Saturday, April 16, 2005

God isn’t partisan

So Senate Majority Leader Bill Frist plans to join a telecast whose organizing theme is that those who oppose some of President Bush’s judicial nominees are engaged in an assault on “people of faith.” The New York Times reported yesterday:

As the Senate heads toward a showdown over the rules governing judicial confirmations, Senator Bill Frist, the majority leader, has agreed to join a handful of prominent Christian conservatives in a telecast portraying Democrats as "against people of faith" for blocking President Bush's nominees.

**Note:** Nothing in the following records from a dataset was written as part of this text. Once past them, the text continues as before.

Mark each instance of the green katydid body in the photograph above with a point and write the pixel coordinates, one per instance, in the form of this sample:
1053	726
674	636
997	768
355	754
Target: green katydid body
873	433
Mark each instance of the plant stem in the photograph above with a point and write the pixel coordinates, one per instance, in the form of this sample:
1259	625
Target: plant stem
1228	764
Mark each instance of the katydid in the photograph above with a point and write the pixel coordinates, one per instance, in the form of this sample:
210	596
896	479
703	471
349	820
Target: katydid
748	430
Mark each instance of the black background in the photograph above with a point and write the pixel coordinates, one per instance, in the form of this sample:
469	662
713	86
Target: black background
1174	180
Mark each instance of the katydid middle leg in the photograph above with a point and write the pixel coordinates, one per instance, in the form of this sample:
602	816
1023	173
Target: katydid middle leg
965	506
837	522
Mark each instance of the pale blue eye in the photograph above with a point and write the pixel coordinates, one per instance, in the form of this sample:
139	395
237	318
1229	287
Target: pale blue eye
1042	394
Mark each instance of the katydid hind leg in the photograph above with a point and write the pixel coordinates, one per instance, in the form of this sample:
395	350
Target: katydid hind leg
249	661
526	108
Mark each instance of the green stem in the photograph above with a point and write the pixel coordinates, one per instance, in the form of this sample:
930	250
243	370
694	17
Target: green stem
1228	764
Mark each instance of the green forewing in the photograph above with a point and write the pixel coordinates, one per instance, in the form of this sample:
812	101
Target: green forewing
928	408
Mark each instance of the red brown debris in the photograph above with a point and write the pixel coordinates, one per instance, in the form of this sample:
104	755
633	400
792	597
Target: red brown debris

Fliers for the telecast, organized by the Family Research Council and scheduled to originate at a Kentucky megachurch the evening of April 24, call the day "Justice Sunday" and depict a young man holding a Bible in one hand and a gavel in the other. The flier does not name participants, but under the heading "the filibuster against people of faith," it reads: "The filibuster was once abused to protect racial bias, and it is now being used against people of faith."
This is a disturbing change. We read of militant Muslims, of radical mullahs, of those who call for religious war against the U.S. Isn't Frist engaging in similar behavior?

Back in 1987, during the Iran-Contra Hearings, former Senator George Mitchell (D-ME) said to Oliver North "Although he's regularly asked to do so, God does not take sides in American politics." Worth remembering.